INSULAR LIFE ASSURANCE CO., LTD., PETITIONER, VS. NATIONAL LABOR RELATIONS COMMISSION (FOURTH DIVISION, CEBU CITY), LABOR ARBITER NICASIO P. ANINON AND PANTALEON DE LOS REYES, RESPONDENTS.

D E C I S I O N

BELLOSILLO, J.:

On 17 June 1994 respondent Labor Arbiter dismissed for lack of jurisdiction NLRC RAB-VII Case No. 03-0309-94 filed by private respondent Pantaleon de los Reyes against petitioner Insular Life Assurance Co., Ltd. (INSULAR LIFE), for illegal dismissal and nonpayment of salaries and back wages after findings no employer-employee relationship between De los Reyes and petitioner INSULAR LIFE.[1] On appeal by private respondent, the order of dismissal was reversed by the National Labor Relations Commission (NLRC) which ruled that respondent De los Reyes was an employee of petitioner.[2] Petitioner’s motion for reconsideration having been denied, the NLRC remanded the case to the Labor Arbiter for hearing on the merits.

Seeking relief through this special civil action for certiorari with prayer for a restraining order and/or preliminary injunction, petitioner now comes to us praying for annulment of the decision of respondent NLRC dated 3 March 1995 and its Order dated 6 April 1995 denying the motion for reconsideration of the decision. It faults NLRC for acting without jurisdiction and/or with grave abuse of discretion when, contrary to established facts and pertinent law and jurisprudence, it reversed the decision of the Labor Arbiter and held instead that the complaint was properly filed as an employer-employee relationship existed between petitioner and private respondent.
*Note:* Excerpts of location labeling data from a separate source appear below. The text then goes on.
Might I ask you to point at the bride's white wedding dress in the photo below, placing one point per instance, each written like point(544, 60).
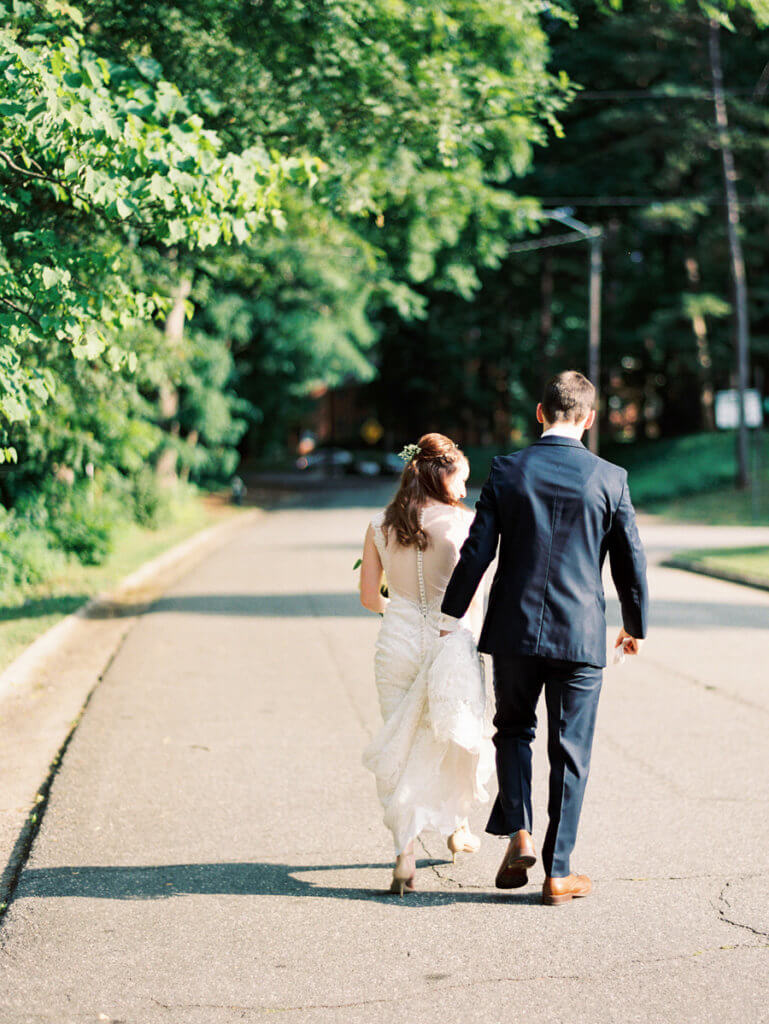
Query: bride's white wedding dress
point(433, 755)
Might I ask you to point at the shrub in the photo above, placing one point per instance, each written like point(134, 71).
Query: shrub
point(83, 525)
point(26, 555)
point(150, 501)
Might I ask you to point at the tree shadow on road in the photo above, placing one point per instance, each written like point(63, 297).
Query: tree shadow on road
point(303, 605)
point(681, 614)
point(240, 879)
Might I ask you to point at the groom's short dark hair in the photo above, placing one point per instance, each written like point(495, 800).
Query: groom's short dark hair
point(567, 396)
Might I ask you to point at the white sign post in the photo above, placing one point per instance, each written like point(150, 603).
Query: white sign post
point(727, 409)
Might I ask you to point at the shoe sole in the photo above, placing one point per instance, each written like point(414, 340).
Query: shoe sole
point(563, 898)
point(513, 876)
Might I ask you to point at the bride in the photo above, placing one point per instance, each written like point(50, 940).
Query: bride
point(432, 756)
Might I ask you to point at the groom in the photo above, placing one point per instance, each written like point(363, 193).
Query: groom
point(556, 510)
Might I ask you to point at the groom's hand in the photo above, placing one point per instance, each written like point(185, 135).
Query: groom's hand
point(631, 645)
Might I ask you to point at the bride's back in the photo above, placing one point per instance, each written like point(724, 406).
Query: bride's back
point(445, 526)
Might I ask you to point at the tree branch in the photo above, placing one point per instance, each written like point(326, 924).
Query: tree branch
point(23, 312)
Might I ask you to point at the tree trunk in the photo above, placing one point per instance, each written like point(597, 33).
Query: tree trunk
point(168, 401)
point(705, 363)
point(546, 317)
point(735, 247)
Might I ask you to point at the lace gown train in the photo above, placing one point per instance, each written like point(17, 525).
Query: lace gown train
point(432, 757)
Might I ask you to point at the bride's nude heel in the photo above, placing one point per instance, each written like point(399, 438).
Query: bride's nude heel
point(462, 841)
point(403, 873)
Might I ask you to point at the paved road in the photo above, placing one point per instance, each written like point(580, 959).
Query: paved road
point(213, 852)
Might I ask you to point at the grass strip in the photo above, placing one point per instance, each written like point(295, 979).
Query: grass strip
point(24, 616)
point(745, 565)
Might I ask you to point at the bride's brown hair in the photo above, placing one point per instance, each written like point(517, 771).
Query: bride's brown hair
point(425, 476)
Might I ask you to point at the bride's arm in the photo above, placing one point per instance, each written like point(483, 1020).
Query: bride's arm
point(371, 576)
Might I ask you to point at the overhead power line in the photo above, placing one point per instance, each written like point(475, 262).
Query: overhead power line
point(756, 200)
point(683, 94)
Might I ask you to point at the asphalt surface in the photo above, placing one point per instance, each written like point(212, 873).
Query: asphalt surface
point(213, 851)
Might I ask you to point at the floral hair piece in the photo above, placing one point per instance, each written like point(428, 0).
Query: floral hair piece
point(410, 453)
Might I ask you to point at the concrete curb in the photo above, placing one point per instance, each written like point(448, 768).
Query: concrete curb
point(689, 566)
point(44, 692)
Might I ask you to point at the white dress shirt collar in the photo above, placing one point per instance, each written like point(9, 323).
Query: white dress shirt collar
point(564, 430)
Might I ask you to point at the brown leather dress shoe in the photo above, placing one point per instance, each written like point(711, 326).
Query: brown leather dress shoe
point(557, 891)
point(519, 856)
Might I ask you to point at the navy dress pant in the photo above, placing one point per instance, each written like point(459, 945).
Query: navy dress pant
point(571, 692)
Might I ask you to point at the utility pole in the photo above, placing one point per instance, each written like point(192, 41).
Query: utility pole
point(595, 238)
point(735, 248)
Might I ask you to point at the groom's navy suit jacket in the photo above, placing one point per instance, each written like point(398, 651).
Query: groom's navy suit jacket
point(557, 511)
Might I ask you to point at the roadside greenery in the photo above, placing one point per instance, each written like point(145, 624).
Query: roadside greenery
point(211, 211)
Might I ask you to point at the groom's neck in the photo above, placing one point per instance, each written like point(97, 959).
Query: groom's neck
point(564, 428)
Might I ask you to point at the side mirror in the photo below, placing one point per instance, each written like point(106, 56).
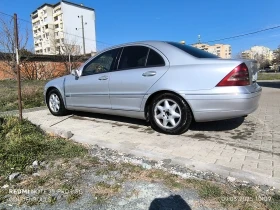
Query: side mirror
point(74, 72)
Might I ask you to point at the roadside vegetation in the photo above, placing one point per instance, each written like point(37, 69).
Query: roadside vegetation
point(268, 76)
point(32, 94)
point(65, 165)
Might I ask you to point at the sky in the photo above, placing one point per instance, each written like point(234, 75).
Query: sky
point(120, 21)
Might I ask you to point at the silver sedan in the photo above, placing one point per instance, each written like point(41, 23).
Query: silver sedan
point(166, 83)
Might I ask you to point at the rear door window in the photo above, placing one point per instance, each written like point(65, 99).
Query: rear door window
point(154, 59)
point(133, 57)
point(193, 50)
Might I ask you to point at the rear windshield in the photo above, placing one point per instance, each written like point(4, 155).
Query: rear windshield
point(193, 51)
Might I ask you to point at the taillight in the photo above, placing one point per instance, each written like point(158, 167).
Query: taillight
point(239, 76)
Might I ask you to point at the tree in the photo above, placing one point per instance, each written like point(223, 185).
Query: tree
point(7, 46)
point(276, 59)
point(69, 51)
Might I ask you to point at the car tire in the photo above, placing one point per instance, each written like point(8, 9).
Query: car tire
point(55, 103)
point(170, 114)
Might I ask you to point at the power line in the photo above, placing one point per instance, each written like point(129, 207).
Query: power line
point(60, 31)
point(246, 34)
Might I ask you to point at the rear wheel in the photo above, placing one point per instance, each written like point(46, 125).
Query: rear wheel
point(170, 114)
point(55, 103)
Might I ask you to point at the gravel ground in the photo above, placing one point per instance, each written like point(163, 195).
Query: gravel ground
point(133, 194)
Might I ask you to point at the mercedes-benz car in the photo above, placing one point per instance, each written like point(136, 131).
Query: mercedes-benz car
point(166, 83)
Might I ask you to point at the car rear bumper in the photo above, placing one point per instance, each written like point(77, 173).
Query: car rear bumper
point(223, 106)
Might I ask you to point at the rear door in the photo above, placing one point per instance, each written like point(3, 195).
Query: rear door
point(139, 67)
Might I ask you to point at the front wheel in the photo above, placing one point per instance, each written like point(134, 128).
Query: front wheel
point(55, 103)
point(170, 114)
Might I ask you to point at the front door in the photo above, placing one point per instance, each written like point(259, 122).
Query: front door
point(139, 68)
point(91, 89)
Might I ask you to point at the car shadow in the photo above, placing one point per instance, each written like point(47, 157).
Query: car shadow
point(223, 125)
point(174, 202)
point(271, 84)
point(111, 118)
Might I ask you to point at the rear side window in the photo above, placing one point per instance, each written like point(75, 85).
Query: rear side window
point(193, 50)
point(133, 57)
point(154, 59)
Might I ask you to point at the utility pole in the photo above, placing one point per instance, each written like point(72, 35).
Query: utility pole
point(17, 66)
point(84, 46)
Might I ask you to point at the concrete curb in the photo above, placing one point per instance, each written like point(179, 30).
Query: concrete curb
point(15, 112)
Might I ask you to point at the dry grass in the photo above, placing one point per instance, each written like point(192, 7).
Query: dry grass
point(32, 94)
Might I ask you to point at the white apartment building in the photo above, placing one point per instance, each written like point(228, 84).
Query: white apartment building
point(221, 50)
point(64, 28)
point(257, 51)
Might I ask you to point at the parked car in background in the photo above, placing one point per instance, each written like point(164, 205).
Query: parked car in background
point(166, 83)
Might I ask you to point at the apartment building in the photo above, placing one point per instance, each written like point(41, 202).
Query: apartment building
point(221, 50)
point(258, 52)
point(64, 28)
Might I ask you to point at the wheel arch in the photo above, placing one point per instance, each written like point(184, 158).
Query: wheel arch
point(54, 88)
point(153, 95)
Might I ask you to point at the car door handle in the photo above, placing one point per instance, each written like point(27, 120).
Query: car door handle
point(103, 78)
point(149, 74)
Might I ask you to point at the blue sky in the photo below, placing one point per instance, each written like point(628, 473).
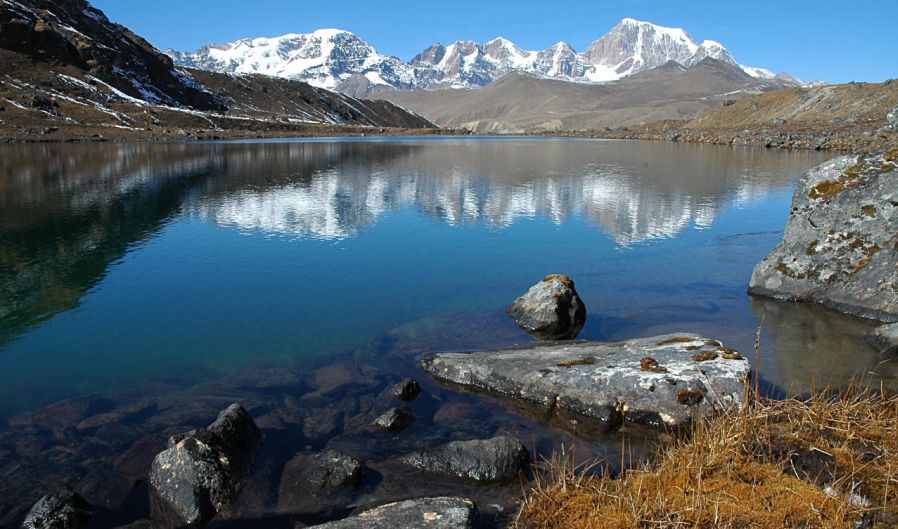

Petitioner reprises the stand it assumed below that it never had any employer-employee relationship with private respondent, this being an express agreement between them in the agency contracts, particularly reinforced by the stipulation therein de los Reyes was allowed discretion to devise ways and means to fulfill his obligations as agent and would be paid commission fees based on his actual output. It further insists that the nature of this work status as described in the contracts had already been squarely resolved by the Court in the earlier case of Insular Life Assurance Co., Ltd. v. NLRC and Basiao [3]where the complainant therein, Melecio Basiao, was similarly situated as respondent De los Reyes in that he was appointed first as an agent and then promoted as agency manager, and the contracts under which he was appointed contained terms and conditions Identical to those of De los Reyes. Petitioner concludes that since Basiao was declared by the Court to be an independent contractor and not an employee of petitioner, there should be no reason why the status of De los Reyes herein vis-à-vis petitioner should not be similarly determined.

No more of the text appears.